Other research involves the opportunistic bacterium Clostridium difficile. “The problem with this bacterium is that once it starts growing in your intestine it produces a toxin, which is a big protein that the bacterium secretes out into the intestine and then it binds the cells in your intestine and starts damaging them,” Ng says. Consequently, he adds, severe diarrhea, destruction of the intestine and death can follow.

“What we’re doing is using this X-ray crystallography to determine the structure of the toxin or parts of the toxin that are important for the toxin to bind to the intestinal cells,” Ng says. A next step, he says, is collaborative work with scientists involved with in vivo drug testing to develop a carbohydrate-based inhibitor to the toxin.

CLSI’s first priority, Thomlinson says, is to get industrial usage of the facility, with a long-term goal of 25-per-cent. “It’s a goal.

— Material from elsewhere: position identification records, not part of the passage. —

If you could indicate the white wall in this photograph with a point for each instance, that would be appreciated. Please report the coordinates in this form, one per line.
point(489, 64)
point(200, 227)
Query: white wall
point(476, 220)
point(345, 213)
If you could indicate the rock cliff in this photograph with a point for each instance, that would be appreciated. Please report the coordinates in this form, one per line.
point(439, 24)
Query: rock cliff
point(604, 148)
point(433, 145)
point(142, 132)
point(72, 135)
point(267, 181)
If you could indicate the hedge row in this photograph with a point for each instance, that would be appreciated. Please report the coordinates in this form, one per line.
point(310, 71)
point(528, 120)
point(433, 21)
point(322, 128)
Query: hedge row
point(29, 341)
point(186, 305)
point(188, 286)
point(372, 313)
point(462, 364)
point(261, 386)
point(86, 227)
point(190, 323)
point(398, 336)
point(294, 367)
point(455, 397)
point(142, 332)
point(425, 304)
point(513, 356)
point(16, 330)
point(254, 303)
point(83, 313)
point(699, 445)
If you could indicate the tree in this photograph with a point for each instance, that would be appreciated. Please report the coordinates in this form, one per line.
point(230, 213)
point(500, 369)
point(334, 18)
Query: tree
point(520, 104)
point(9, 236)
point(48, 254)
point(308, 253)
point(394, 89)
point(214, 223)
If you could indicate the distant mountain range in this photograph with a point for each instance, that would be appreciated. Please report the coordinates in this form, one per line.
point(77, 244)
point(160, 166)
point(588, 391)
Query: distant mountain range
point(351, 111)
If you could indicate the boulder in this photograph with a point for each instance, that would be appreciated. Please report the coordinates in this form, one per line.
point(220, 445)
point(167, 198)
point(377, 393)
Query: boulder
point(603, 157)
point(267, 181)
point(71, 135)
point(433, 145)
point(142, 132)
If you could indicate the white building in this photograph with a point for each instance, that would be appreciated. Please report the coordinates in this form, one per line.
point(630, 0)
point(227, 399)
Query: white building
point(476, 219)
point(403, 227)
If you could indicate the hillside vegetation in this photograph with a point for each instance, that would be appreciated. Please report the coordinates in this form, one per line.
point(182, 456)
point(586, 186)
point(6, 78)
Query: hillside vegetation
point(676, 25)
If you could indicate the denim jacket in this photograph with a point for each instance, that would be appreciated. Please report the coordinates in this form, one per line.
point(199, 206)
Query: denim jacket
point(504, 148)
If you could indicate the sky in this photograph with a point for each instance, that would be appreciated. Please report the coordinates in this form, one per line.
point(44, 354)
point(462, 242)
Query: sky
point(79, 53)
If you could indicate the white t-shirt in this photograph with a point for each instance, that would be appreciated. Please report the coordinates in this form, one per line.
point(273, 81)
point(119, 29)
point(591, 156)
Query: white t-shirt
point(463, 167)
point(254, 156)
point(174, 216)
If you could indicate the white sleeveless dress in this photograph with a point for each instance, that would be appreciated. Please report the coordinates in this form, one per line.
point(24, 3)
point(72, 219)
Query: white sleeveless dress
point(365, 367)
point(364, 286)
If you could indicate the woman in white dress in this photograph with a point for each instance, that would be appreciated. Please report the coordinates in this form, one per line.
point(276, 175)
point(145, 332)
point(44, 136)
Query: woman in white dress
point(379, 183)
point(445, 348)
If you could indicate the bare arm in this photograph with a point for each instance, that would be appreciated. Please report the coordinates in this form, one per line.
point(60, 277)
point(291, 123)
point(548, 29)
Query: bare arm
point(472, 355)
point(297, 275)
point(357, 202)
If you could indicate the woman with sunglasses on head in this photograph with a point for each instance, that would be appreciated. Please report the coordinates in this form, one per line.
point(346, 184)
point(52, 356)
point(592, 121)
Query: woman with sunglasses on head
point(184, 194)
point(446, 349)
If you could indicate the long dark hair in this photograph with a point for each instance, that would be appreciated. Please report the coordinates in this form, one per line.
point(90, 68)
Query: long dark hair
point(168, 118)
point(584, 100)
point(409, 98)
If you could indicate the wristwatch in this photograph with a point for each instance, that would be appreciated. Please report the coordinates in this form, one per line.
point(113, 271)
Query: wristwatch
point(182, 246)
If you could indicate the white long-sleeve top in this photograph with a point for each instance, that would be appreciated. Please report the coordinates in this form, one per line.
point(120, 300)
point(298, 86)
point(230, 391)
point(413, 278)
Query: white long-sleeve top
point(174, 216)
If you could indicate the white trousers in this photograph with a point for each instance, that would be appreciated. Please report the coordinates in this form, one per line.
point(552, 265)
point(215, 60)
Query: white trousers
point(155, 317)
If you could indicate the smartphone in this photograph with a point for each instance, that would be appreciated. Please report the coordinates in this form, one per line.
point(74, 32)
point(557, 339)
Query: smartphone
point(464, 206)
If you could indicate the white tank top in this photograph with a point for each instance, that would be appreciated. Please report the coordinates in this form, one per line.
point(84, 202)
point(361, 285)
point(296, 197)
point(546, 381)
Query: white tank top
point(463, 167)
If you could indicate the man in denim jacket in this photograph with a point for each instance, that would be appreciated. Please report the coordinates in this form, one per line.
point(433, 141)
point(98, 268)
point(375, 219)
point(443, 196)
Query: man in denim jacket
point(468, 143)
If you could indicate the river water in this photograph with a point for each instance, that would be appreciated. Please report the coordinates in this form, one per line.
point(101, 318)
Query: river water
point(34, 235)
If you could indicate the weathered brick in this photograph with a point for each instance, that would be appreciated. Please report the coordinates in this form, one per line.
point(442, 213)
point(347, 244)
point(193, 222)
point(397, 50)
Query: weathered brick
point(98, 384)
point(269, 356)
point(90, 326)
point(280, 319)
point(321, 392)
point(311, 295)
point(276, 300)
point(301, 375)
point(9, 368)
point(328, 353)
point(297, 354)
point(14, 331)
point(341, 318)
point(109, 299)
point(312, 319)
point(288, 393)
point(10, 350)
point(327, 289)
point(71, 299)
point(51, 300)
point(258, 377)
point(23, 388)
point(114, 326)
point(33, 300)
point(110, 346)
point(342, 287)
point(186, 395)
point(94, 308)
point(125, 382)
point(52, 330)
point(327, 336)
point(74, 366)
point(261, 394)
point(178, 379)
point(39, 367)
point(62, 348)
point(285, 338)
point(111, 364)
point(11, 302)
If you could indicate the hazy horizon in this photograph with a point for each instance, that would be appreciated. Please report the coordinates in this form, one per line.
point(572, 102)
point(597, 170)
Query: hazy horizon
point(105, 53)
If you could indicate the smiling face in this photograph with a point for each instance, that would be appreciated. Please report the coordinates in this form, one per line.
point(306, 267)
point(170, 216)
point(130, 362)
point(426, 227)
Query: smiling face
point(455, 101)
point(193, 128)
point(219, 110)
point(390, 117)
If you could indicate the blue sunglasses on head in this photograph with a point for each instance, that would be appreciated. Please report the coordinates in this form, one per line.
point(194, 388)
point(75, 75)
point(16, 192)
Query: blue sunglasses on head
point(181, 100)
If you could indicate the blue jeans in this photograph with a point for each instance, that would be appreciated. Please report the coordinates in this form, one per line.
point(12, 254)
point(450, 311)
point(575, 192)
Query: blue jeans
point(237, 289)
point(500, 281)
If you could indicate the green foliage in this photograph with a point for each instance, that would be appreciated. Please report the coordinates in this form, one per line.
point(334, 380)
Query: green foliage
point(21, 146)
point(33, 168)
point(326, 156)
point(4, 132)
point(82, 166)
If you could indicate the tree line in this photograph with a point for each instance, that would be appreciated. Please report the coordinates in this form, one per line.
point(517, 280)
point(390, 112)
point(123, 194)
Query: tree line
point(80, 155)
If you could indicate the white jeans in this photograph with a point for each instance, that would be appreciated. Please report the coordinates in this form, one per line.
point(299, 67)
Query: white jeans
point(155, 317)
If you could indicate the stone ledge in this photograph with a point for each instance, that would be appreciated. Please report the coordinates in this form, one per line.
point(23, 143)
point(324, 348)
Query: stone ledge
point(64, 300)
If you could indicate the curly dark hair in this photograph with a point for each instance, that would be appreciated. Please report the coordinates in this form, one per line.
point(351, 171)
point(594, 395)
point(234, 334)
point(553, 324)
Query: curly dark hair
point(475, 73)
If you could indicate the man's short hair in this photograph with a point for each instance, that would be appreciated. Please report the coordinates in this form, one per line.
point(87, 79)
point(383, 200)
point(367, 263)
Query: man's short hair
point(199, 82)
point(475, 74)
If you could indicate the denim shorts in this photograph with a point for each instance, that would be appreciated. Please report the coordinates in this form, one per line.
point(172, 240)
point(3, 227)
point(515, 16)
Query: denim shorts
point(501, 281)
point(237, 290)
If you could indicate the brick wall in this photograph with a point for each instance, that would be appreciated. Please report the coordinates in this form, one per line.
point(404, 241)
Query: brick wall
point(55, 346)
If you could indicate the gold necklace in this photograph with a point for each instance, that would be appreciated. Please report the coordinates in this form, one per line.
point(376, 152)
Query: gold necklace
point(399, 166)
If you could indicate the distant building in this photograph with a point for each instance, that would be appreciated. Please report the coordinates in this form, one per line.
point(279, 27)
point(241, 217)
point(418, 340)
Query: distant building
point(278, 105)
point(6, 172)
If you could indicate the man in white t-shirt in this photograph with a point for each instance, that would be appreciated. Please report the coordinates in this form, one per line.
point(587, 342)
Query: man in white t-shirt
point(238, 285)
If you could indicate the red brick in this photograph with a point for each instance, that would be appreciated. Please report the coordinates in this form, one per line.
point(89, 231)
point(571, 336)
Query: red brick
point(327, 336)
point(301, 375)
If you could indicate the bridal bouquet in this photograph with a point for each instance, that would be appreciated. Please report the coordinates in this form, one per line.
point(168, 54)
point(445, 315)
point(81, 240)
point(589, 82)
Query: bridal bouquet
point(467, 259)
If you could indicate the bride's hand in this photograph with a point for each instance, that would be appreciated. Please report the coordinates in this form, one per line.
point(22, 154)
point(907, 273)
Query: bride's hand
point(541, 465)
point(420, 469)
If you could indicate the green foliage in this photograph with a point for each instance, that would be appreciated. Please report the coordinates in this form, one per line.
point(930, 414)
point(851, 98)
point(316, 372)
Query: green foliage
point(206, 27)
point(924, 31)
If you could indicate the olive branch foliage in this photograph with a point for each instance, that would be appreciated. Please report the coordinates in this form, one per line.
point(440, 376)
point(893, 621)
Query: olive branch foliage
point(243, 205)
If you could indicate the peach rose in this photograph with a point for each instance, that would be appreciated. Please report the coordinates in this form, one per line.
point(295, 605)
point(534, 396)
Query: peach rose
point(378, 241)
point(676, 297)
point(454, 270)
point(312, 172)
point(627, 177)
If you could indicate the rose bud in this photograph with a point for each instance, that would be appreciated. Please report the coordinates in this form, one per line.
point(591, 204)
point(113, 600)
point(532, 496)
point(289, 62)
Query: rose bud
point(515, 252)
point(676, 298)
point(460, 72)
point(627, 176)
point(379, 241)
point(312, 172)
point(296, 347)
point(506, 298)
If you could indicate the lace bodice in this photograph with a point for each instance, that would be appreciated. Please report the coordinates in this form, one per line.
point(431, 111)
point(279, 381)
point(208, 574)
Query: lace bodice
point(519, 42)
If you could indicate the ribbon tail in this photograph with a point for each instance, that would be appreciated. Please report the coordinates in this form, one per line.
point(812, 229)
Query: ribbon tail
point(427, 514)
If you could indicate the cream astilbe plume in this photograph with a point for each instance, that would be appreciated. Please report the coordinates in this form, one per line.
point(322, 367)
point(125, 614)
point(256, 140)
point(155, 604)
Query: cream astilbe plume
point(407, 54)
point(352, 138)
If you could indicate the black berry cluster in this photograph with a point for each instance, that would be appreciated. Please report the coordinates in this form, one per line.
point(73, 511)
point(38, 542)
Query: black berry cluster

It’s a real stretch on some beamlines; others we know we’ll get there,” he says. “Historically, around the world, it’s been a very difficult task to get a large percentage of industrial participation — 25 per cent has never been achieved anywhere.”

Working toward that goal means dealing with the steep learning curve facing industry, he says.

“There’s a large degree of education still required in the industrial sector in terms of the advantages of using synchrotrons as a part of their overall scientific development programs,” Thomlinson says. “So we’ve been unique. We’re the first facility I know of in the world that started off long before turning on the switch, developing a — I’ll call it a capacity in the industrial sector to use this facility . . . We hope that by being proactive prior to startup we’ll have a better return on the industrial sector.”